Rèmi (Romain Duris) è un regista di basse pretese, contento di riuscire a portare a casa insieme alla moglie ed ex attrice Nadia (Bérénice Bejo, musa e moglie del regista) ogni progetto con un livello “decente” di qualità, senza mai fare troppo lo schizzinoso. Veloce, economico e decente, è il suo credo lavorativo, ma talvolta realizzare un film richiede un grande sforzo umano e collaborativo anche se il progetto è tutt’altro che sofisticato.

La sua storia di Rèmi s’intreccia con quella della produzione di un film di bassissima fascia a tema zombie, registrato in presa diretta e senza tagli in un edificio abbandonato in periferia. Mentre sta girando la pellicola la troupe viene attaccata da veri zombie e cerca di sopravvivere.

Final Cut: brutto di proposito e divertentissimo

Senza anticipare troppo sulla trama, il consiglio è di arrivare preparati alla visione: la prima mezz’ora sarà un calvario, ma ne varrà la pena. Perché è così brutto l’avvio del film? Final Cut si mostrando allo spettatore il film di scarsa qualità interrotto dall’attacco di strani zombie. Vi accorgerete subito che è mal recitato, pieno di buchi di trama e incongruenze. È il punto del film; non il metafilm, ma quello vero: raccontare un’esilarante making of pieno di trovate e svolte sorprendenti. Molto più commedia e che zombie comedy, Final Cut è un divertito omaggio alla passione, l’artigianalità e l’inventiva richieste per realizzare un film, anche il più modesto e improvvisato di tutti.

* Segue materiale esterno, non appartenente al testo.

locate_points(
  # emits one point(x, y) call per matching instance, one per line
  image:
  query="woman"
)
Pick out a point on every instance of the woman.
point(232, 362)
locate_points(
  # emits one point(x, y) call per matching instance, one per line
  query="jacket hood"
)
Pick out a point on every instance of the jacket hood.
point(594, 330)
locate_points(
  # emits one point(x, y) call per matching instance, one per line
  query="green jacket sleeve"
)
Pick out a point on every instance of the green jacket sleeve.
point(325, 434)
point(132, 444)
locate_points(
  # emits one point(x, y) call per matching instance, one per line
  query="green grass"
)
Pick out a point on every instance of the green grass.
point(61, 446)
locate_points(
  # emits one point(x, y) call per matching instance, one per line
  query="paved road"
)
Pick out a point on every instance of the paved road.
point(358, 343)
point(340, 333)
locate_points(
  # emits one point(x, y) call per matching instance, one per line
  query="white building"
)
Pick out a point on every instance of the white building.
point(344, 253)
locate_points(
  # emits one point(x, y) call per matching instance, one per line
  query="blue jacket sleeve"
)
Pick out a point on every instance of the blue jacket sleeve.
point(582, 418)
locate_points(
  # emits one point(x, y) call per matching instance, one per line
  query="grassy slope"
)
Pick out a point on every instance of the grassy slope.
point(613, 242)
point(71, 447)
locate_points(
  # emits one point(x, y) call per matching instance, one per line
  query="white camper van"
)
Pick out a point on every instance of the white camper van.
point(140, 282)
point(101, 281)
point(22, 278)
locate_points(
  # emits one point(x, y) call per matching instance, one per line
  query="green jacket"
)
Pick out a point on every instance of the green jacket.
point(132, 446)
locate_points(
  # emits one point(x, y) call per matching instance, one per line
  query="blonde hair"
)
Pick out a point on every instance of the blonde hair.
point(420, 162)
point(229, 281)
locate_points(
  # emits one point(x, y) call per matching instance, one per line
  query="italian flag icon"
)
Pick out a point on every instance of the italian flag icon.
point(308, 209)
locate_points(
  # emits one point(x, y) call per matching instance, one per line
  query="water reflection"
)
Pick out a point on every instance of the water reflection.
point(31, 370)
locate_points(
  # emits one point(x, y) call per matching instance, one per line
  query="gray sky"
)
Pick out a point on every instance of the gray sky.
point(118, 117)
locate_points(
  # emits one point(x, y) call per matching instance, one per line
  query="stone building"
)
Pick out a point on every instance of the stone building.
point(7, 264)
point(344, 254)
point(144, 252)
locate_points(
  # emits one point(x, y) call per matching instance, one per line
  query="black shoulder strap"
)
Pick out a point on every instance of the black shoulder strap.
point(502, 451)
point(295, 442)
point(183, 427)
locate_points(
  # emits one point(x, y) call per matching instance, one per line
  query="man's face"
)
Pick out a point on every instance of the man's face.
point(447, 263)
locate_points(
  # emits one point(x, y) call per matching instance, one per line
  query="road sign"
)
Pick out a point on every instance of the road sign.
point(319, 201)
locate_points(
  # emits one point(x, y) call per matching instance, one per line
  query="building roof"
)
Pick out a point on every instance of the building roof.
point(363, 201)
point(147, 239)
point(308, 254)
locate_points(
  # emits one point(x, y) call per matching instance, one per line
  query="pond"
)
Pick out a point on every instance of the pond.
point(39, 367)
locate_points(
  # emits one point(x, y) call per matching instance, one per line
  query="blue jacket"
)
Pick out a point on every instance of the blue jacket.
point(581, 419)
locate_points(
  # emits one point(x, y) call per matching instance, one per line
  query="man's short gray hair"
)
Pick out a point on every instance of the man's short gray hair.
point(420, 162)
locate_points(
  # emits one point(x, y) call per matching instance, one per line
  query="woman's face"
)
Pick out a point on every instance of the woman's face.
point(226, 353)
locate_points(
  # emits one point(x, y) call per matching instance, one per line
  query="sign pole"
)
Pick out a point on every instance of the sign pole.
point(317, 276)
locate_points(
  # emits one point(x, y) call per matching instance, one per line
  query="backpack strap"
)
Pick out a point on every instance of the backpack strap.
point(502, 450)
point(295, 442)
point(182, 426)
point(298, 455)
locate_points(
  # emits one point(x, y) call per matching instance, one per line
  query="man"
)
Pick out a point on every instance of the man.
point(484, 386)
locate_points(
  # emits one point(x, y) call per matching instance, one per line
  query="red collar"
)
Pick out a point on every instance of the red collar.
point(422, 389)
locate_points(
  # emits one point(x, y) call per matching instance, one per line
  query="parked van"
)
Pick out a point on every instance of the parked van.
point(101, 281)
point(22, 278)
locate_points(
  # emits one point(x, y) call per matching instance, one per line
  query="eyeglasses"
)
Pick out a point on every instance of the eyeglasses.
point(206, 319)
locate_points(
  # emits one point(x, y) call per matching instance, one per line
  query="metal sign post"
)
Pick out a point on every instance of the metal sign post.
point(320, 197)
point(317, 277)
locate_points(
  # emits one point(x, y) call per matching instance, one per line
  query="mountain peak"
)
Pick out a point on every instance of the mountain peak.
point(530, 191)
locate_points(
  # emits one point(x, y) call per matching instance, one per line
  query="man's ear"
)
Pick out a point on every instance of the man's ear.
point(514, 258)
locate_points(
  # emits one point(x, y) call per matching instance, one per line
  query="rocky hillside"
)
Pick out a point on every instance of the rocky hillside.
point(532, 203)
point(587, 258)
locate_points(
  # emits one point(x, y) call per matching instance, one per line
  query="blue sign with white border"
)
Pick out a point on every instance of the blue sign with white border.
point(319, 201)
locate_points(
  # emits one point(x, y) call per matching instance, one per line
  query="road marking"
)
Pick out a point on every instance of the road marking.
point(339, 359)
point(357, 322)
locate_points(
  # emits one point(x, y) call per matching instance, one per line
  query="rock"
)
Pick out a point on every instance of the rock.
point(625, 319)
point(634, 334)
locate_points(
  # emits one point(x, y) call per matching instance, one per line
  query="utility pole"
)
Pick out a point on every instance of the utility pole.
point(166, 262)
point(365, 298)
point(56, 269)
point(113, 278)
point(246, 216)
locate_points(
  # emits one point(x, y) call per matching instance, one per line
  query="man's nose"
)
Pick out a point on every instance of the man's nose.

A detta degli estimatori l’originale scritto, diretto e prodotto da Shin’ichirô Ueda in assoluta ristrettezza di mezzi rimane ben superiore per qualità e impatto. Hazanavicius adatta fedelmente ma ci mette del suo, sfruttando la distanza tra l’ironia europea e quella originale giapponese (che rimane inalterata, così come i nomi dei luoghi e dei protagonisti) per aumentare ancora di più il bizzarro senso di incongruenza che regala la pellicola. In definitiva, dopo il deludente I morti non muoiono di Jim Jarmusch che aveva aperto il Festival nel 2019, Cannes punta sui non morti giusti, aprendo con un film commerciale ben fatto e ben recitato, capace di far ridere di cuore e di sollievo la platea prima dell’arrivo dei grandi film autoriali e drammatici della kermesse.